Pomme de terre: des avancées fortes vers le «sans interventions phytos»

Les chercheurs français notent que l’obtention d’une pomme de terre «sans phytos» requiert la mise en œuvre de plusieurs «leviers».
Les chercheurs français notent que l’obtention d’une pomme de terre «sans phytos» requiert la mise en œuvre de plusieurs «leviers». - M. de N.

«  On n’est plus très loin de toucher du doigt l’objectif d’une absence de protection phytosanitaire en production de pomme de terre, a indiqué Didier Andrivon, directeur de recherche à l’Institut national de recherche pour l’agriculture, l’alimentation et l’environnement (Inrae), le 24 octobre dernier. Cette déclaration est intervenue à l’issue du 3e Carrefour plants de pomme de terre, organisé à Paris, et sonnant la mobilisation de toute la filière française autour de cet enjeu : pouvoirs publics, chercheurs, sélectionneurs, prescripteurs, collecteurs, producteurs, transformateurs, consommateurs…

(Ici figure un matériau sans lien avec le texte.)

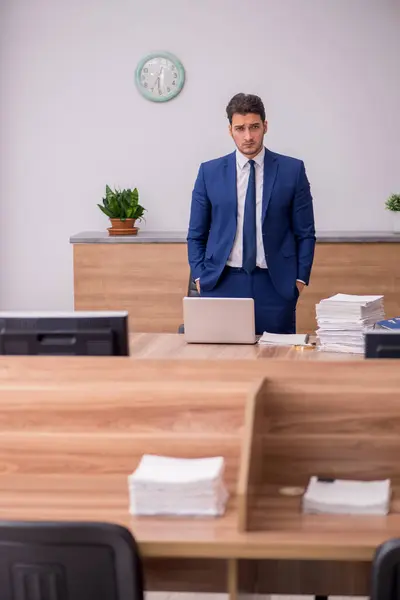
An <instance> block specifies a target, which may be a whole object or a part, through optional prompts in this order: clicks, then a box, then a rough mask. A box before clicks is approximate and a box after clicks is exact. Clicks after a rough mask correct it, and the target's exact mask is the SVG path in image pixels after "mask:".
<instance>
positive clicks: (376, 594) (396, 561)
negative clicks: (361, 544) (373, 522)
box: [371, 539, 400, 600]
mask: <svg viewBox="0 0 400 600" xmlns="http://www.w3.org/2000/svg"><path fill="white" fill-rule="evenodd" d="M371 586H372V589H371V600H398V598H400V539H393V540H388V541H387V542H385V543H384V544H382V545H381V546H379V548H377V550H376V552H375V556H374V559H373V561H372V581H371Z"/></svg>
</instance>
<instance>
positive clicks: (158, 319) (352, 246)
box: [71, 232, 400, 333]
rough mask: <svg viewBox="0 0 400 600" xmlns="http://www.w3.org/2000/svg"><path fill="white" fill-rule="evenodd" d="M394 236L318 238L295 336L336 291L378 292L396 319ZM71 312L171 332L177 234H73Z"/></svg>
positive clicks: (130, 326)
mask: <svg viewBox="0 0 400 600" xmlns="http://www.w3.org/2000/svg"><path fill="white" fill-rule="evenodd" d="M397 242H400V235H398V236H395V235H394V234H389V233H386V234H385V233H374V232H371V233H355V232H345V233H338V232H331V233H321V234H319V235H318V236H317V246H316V253H315V261H314V267H313V271H312V277H311V284H310V286H309V287H308V288H307V289H306V290H305V291H304V292H303V294H302V296H301V300H300V302H299V305H298V312H297V315H298V316H297V330H298V331H299V332H308V333H311V332H313V331H315V328H316V324H315V304H317V303H318V302H319V301H320V300H321V299H322V298H327V297H328V296H332V295H333V294H336V293H338V292H342V293H349V294H384V296H385V307H386V314H387V315H388V316H391V317H393V316H397V315H400V244H399V243H397ZM71 243H72V244H73V253H74V298H75V309H76V310H121V309H122V310H128V312H129V322H130V328H131V330H132V331H143V332H169V333H175V332H176V331H177V330H178V327H179V325H180V324H181V323H182V298H183V296H185V295H186V293H187V289H188V277H189V268H188V264H187V249H186V241H185V234H184V233H183V232H178V233H174V232H166V233H165V232H164V233H162V232H161V233H160V232H158V233H151V232H150V233H149V232H143V233H139V235H138V236H137V238H135V237H128V238H126V237H124V238H122V239H118V238H115V237H114V238H110V237H108V236H107V234H106V233H103V234H100V233H96V232H91V233H83V234H78V235H76V236H72V238H71Z"/></svg>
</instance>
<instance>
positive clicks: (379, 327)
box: [375, 317, 400, 331]
mask: <svg viewBox="0 0 400 600" xmlns="http://www.w3.org/2000/svg"><path fill="white" fill-rule="evenodd" d="M375 329H385V330H387V329H389V330H390V331H392V330H393V331H397V330H399V331H400V317H393V319H386V320H385V321H378V322H377V324H376V325H375Z"/></svg>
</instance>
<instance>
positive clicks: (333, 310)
mask: <svg viewBox="0 0 400 600" xmlns="http://www.w3.org/2000/svg"><path fill="white" fill-rule="evenodd" d="M316 311H317V322H318V330H317V340H318V342H319V344H318V348H319V349H320V350H328V351H330V352H352V353H355V354H362V353H363V352H364V335H365V333H366V332H367V331H369V330H371V329H373V328H374V326H375V323H376V322H377V321H380V320H381V319H384V318H385V311H384V307H383V296H352V295H349V294H336V296H332V297H331V298H326V299H325V300H321V302H320V303H319V304H317V305H316Z"/></svg>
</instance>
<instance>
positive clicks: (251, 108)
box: [226, 94, 265, 125]
mask: <svg viewBox="0 0 400 600" xmlns="http://www.w3.org/2000/svg"><path fill="white" fill-rule="evenodd" d="M235 113H238V114H239V115H248V114H249V113H254V114H255V115H260V117H261V120H262V121H263V122H264V121H265V108H264V104H263V101H262V100H261V98H259V96H255V95H254V94H236V96H233V98H232V99H231V100H230V101H229V104H228V106H227V107H226V114H227V116H228V119H229V123H230V124H231V125H232V117H233V115H234V114H235Z"/></svg>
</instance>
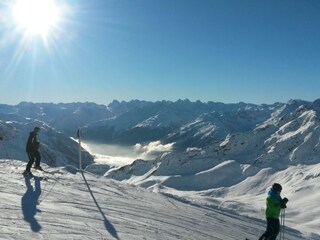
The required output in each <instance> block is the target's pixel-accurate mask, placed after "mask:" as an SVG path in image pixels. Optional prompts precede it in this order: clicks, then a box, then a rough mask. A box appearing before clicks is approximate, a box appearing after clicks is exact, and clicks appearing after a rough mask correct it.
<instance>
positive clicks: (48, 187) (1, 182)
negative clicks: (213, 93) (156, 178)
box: [0, 159, 319, 240]
mask: <svg viewBox="0 0 320 240" xmlns="http://www.w3.org/2000/svg"><path fill="white" fill-rule="evenodd" d="M0 165H1V167H0V184H1V193H0V195H1V203H0V208H1V218H0V229H1V230H0V239H82V240H83V239H108V240H109V239H122V240H135V239H136V240H142V239H167V240H170V239H172V240H176V239H186V240H187V239H190V240H195V239H197V240H201V239H204V240H208V239H217V240H219V239H221V240H222V239H223V240H231V239H245V238H246V237H248V238H249V239H257V237H258V235H260V234H262V233H263V231H264V229H265V222H264V221H260V220H257V219H254V218H249V217H245V216H240V215H237V214H235V213H232V212H230V211H227V210H226V209H224V208H220V209H218V208H212V207H208V206H205V205H199V204H196V203H190V202H187V201H182V200H181V199H180V200H179V199H177V198H174V197H171V196H170V195H164V194H160V193H154V192H151V191H149V190H147V189H144V188H140V187H135V186H131V185H128V184H125V183H121V182H117V181H114V180H110V179H106V178H104V177H98V176H95V175H93V174H90V173H88V172H80V171H78V170H77V169H75V168H74V167H68V166H67V167H60V168H49V167H48V166H47V165H45V164H43V167H44V168H45V169H46V170H47V171H49V172H51V173H46V172H44V173H43V172H39V171H34V174H35V175H36V176H38V177H33V178H30V177H26V176H24V175H22V174H21V173H22V171H23V170H24V168H25V163H24V162H21V161H18V160H12V159H10V160H7V159H1V160H0ZM310 174H311V172H310ZM310 174H309V175H308V178H309V179H310V178H314V177H315V176H314V175H310ZM313 180H314V181H316V179H313ZM310 191H312V189H310ZM300 194H304V192H301V193H300ZM249 196H250V194H249ZM248 198H249V199H250V197H248ZM301 204H302V203H301ZM309 207H310V208H311V207H312V206H309ZM309 216H312V214H309ZM315 224H316V222H315ZM285 236H286V239H290V240H298V239H300V240H302V239H319V238H315V237H313V238H311V237H308V238H307V237H304V236H302V235H301V234H300V233H299V232H298V231H296V230H293V229H289V228H286V232H285Z"/></svg>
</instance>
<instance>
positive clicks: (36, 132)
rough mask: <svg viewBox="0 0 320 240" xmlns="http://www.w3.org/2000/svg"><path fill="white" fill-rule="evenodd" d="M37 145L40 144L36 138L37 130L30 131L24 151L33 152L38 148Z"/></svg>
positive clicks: (38, 148)
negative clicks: (27, 139) (33, 130)
mask: <svg viewBox="0 0 320 240" xmlns="http://www.w3.org/2000/svg"><path fill="white" fill-rule="evenodd" d="M39 146H40V143H39V142H38V139H37V132H35V131H33V132H30V135H29V138H28V141H27V146H26V151H27V152H35V151H37V150H38V149H39Z"/></svg>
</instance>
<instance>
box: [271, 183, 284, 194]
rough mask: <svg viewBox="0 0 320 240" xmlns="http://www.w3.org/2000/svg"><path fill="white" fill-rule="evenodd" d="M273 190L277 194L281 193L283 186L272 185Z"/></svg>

Cela, dans un contexte de limitation voire de suppression progressive des produits phytopharmaceutiques de synthèse, et de fortes exigences de qualité de la pomme de terre de conservation, mais à un prix abordable, a indiqué Bernard Quéré, directeur de la Fédération française des producteurs de plants.

Selon les chercheurs, plusieurs leviers sont à actionner pour une pomme de terre sans phytos. Le choix variétal doit permettre de limiter, voire supprimer les traitements phytos contre les maladies et ravageurs, notamment le mildiou, les nématodes et à plus long terme les viroses et bactérioses. À ce propos, les sélectionneurs ont identifié des sources génétiques de résistance et montrent que certaines résistances au mildiou demeurent efficaces dans la durée. Des produits de biocontrôle ont été évalués et caractérisés en conditions contrôlées, puis en plein champ. Ils peuvent contribuer à la lutte contre le mildiou, les nématodes ou encore la maladie de la jambe noire, notent encore les chercheurs.

D’autres leviers existent : l’agriculture bio, qui se développe, et les outils numériques, déjà utilisés pour limiter le nombre d’interventions phytos et moduler la fertilisation.